Our therapeutic programs are focused on developing products using our gene editing platform to develop gene edited T-cells that express a Chimeric Antigen Receptors (CAR) and are designed to target and destroy cancer cells. CARs are artificial molecules that, when present at the surface of immune effector cells, will enable them to recognize a desired protein, or antigen, and trigger the killing of cells harboring this antigen at their surface (target cells). Immune cells -most usually T lymphocytes- can be engineered to express a CAR able to recognize proteins present at the surface of cancer cells. Upon cell-to-cell contact between effector and targeted cells, antigen recognition will activate the effectors, giving them the signal to attack their targets, and leading ultimately to the killing of cancer cells.

CARs are engineered molecules that, when present at the surface of T-cells, enable them to recognize specific proteins or antigens that are present on the surface of other cells. These receptors are typically used to graft the specificity of an antibody derived from a single cell, or a monoclonal antibody, onto a T-cell and provide it with a specific targeting mechanism to seek, identify, interact with and destroy the tumor cells bearing a selected antigen associated with that tumor also known as the tumor-associated antigen, or TAA.

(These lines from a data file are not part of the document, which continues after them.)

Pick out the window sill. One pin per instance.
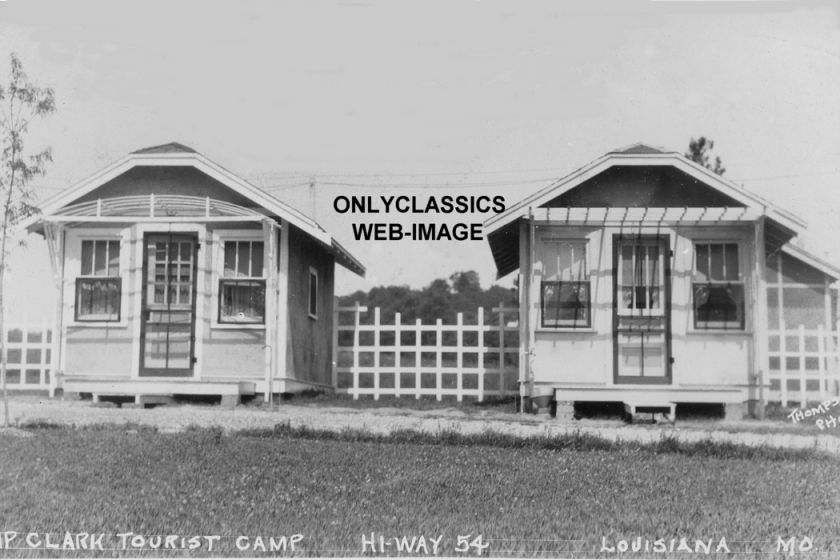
(98, 324)
(238, 326)
(582, 330)
(742, 332)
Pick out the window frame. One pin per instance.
(80, 279)
(564, 324)
(312, 299)
(220, 240)
(739, 324)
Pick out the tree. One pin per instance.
(21, 101)
(699, 151)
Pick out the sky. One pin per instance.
(430, 98)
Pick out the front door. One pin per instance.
(167, 334)
(641, 309)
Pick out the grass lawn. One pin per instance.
(523, 501)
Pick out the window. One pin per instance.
(565, 291)
(99, 286)
(242, 286)
(718, 288)
(313, 293)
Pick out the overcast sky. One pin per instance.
(476, 97)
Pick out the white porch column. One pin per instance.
(281, 310)
(526, 233)
(270, 260)
(54, 234)
(760, 315)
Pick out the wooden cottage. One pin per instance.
(649, 280)
(175, 276)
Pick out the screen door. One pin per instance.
(642, 310)
(167, 334)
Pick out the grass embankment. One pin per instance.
(525, 497)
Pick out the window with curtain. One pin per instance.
(717, 287)
(565, 288)
(99, 286)
(242, 285)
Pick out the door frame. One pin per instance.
(664, 240)
(142, 371)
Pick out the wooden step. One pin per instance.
(635, 409)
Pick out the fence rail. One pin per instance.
(28, 357)
(804, 365)
(414, 360)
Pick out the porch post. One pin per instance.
(281, 310)
(269, 258)
(760, 315)
(525, 376)
(54, 233)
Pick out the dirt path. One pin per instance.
(386, 420)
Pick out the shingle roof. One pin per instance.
(640, 148)
(170, 148)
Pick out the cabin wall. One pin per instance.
(309, 348)
(585, 357)
(112, 349)
(98, 348)
(228, 351)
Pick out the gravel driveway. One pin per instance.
(384, 420)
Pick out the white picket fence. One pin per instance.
(475, 360)
(28, 357)
(804, 365)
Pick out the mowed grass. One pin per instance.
(525, 501)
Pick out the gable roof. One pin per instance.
(643, 154)
(640, 148)
(502, 230)
(175, 154)
(170, 148)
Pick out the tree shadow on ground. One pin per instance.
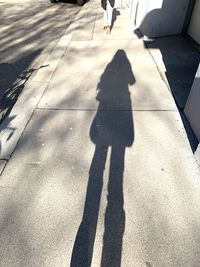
(28, 32)
(111, 128)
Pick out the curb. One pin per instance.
(15, 123)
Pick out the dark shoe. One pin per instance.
(108, 30)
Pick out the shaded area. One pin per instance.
(112, 127)
(28, 33)
(13, 78)
(181, 60)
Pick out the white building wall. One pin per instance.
(194, 27)
(157, 18)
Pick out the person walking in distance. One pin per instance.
(107, 6)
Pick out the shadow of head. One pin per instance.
(113, 123)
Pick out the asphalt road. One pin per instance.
(29, 30)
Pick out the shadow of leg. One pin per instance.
(83, 246)
(115, 215)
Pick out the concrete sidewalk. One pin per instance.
(103, 174)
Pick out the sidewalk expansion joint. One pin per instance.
(119, 110)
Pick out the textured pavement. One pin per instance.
(103, 174)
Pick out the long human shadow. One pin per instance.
(112, 128)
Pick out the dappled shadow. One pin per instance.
(112, 127)
(28, 33)
(13, 78)
(181, 60)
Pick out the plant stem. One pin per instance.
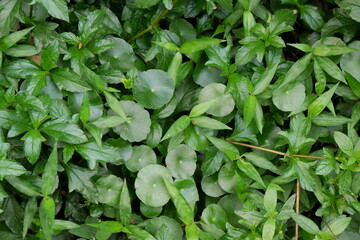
(297, 208)
(274, 151)
(152, 25)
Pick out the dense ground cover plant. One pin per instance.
(123, 119)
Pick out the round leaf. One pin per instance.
(181, 161)
(150, 187)
(141, 157)
(109, 189)
(153, 88)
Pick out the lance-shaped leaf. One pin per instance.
(50, 173)
(195, 45)
(321, 102)
(182, 206)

These receptors are today one of the most promising approaches to fight cancer, through the development of immunotherapies. Indeed, immune cells (most usually T-lymphocytes) can be engineered to express a CAR able to recognize proteins present at the surface of cancer cells. Upon cell-to-cell contact between effector and targeted cells, antigen recognition will activate the effectors, giving them the signal to attack their targets, and leading ultimately to the killing of cancer cells.

CARs are constructed by assembling domains from different proteins, each of which enables the chimeric molecule to carry out specific functions. The most common CAR architecture comprises an extracellular domain containing a region that recognizes the targeted antigen and a spacer region that links it to the transmembrane domain (the part of the protein that spans the cellular membrane). This is then followed by an intracellular domain, responsible for transmitting an activation signal to the cell upon antigen recognition, causing the CAR engineered cell to attack the tumor cell.

The target-binding moiety is usually derived from an antibody, while the intracellular portion can include, besides the domain leading to cell activation and cytotoxic response, one or more domains from co-stimulatory receptor proteins that could enhance the proliferative capacity and survival of the “therapeutic” cells.

Cellectis is currently developing a collection of CARs targeting antigens present on cells from various types of cancer, as well as a proprietary multi-chain architecture of these artificial receptors, aiming to further increase the efficacy of adoptive cell therapies in the future.